Yes, if you admit a few instructions for transposition—uncommon but not unknown.

You can then interpret a piece as Choon, which is Turing-complete. The performer is the memory: they must remember the number of notes by which the piece is currently transposed, and all of the notes they have played thus far. Obviously it’s feasible only for a computer, or perhaps a savant.

From the Choon manual:

• Transpositions

  There are three transposition instructions, up (+), down (-) and cancel (.). A transposition instruction transposes all subsequent notes played by the amount of the last note played. The cancel instruction (.) sets the transposition back to zero.

  Transpositions are cumulative, so the Choon code to transpose future notes up by 2 is b+, and by 4 would be b++. Also, the value used is the value of the previous note after transpositions have been applied, so b+b+ transposes future notes up by 6, not by 4.

• John Cage

  The John Cage instruction (%) causes a one note silence in the output stream. The transposition value of a John Cage is zero - %- and %+ are no-ops (except that a single silence is added to the output).

• Repeat Bars

  The Repeat Bars instructions (||: and :||) enclose a loop. The loop will execute the number of times indicated by the most recent note played before the ||: was encountered. A zero or negative value will mean Choon will immediately jump to start playing from the matching :||. A John Cage means repeat forever - %||::|| is an infinite loop.

• Tuning Fork

  The Tuning Fork instruction ~ provides a way to break out of loops. If a tuning fork is encountered in a loop, and the last note played was a note of value A, then Choon will immediately jump to start playing from after the next :|| instruction. If there is no further :|| instruction (meaning ~ has been used outside any repeat bars), then the performance will immediately terminate.

• Markers

  Markers provide marvellous programming convenience. A marker is a lower case letter or word that remembers a point in the output stream. Referring to a marker (see below) will cause the note played after the Marker occurred to be played again. Note that transpositions will affect this newly played note.
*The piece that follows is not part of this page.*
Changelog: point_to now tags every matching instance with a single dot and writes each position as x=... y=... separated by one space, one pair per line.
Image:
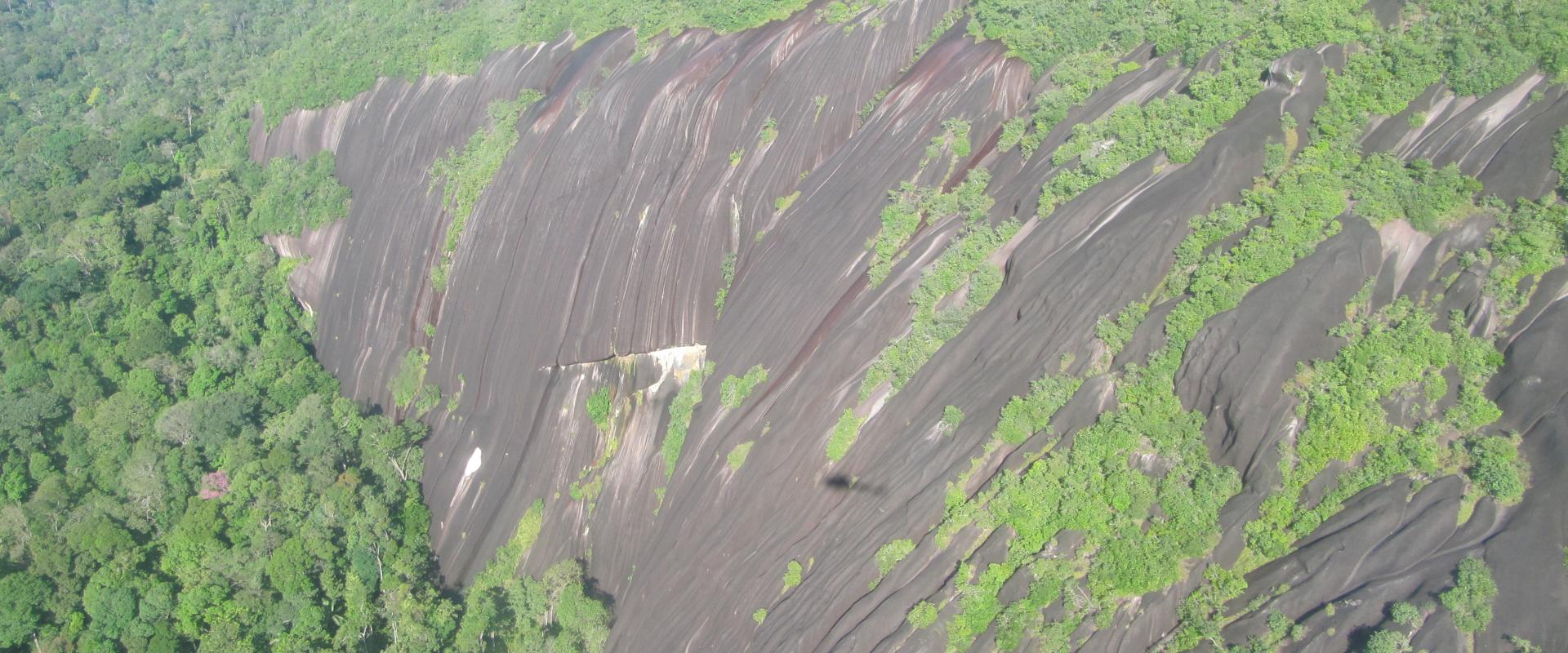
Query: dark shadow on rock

  Where two or more markers occur sequentially, or a marker follows a play-from-marker instruction, they must be seperated by whitespace.

• Play From Output

  The Play From Output instruction (=) allows you to play again notes that have already been played in the output stream. You can refer to the notes by number - the 5th note played since the program began would be =5, by relative number - the 3rd most recent note played would be =-3 or by marker - the note played after marker x would be =x.

  It is a common idiom to re-use a marker and immediately then refer to it, like this: x=x. This is akin to saying x=x+y in a conventional programming language (where y represents the currently effective transposition value).
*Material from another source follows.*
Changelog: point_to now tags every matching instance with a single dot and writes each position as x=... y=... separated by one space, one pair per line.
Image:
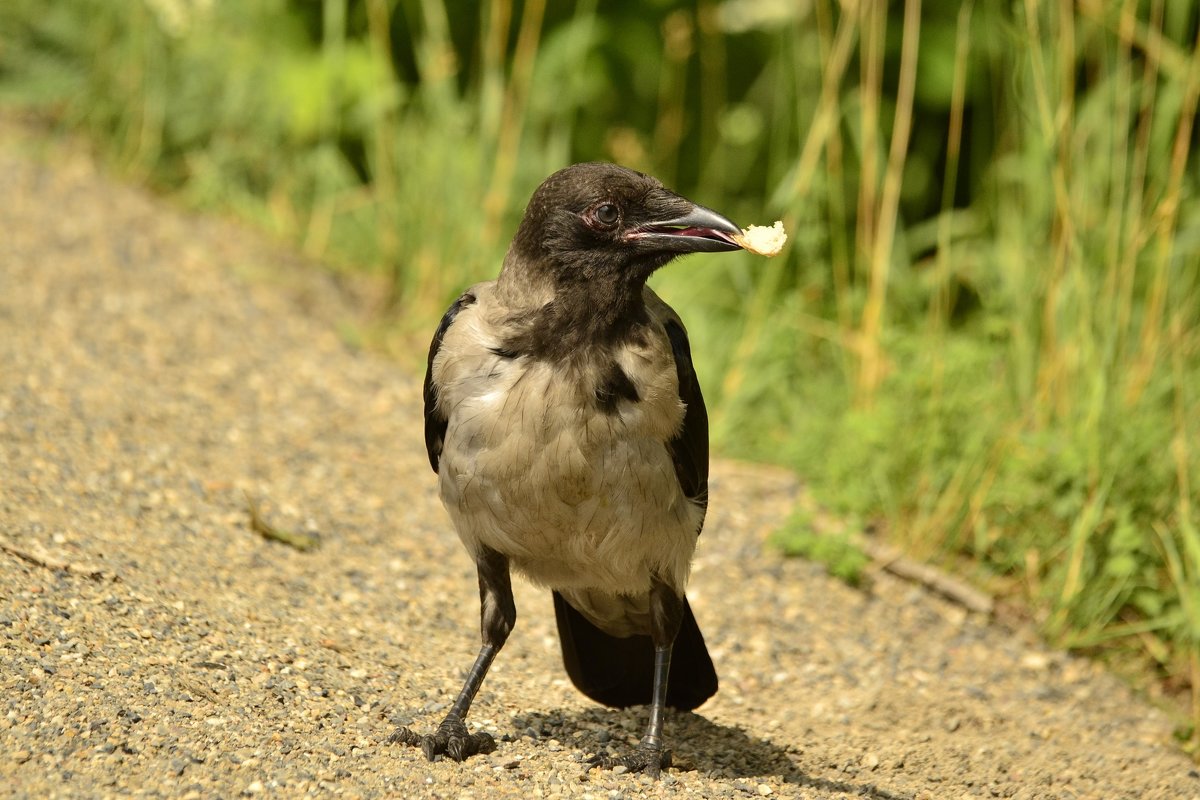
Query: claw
x=450 y=739
x=649 y=759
A John Cage is just a rest, a Tuning Fork is (roughly) dal segno, and a marker is a segno. I suppose the tuning fork could be played by an additional performer to whom the primary performer responds, but the principle is the same.

Coq, Agda, HOL and ACL2 are very useful and extremely powerful languages, although they're not Turing-complete.
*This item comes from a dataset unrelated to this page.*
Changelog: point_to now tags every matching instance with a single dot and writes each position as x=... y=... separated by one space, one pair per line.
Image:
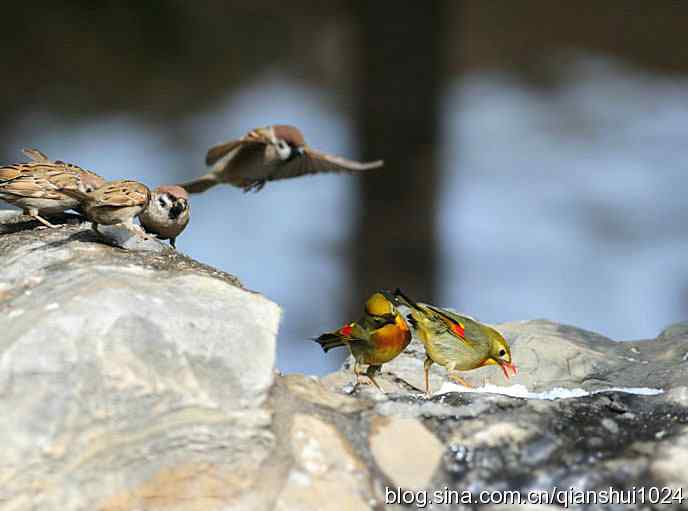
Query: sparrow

A common feature that renders them non-Turing-complete is the fact that it is always possible to prove termination. A very simple limitation is enough: recursive calls are only allowed on provably structurally smaller terms. Therefore while it is not possible to implement an interpreter for a Turing-complete language or even for the language itself many other useful things are still possible, like a certified C compiler.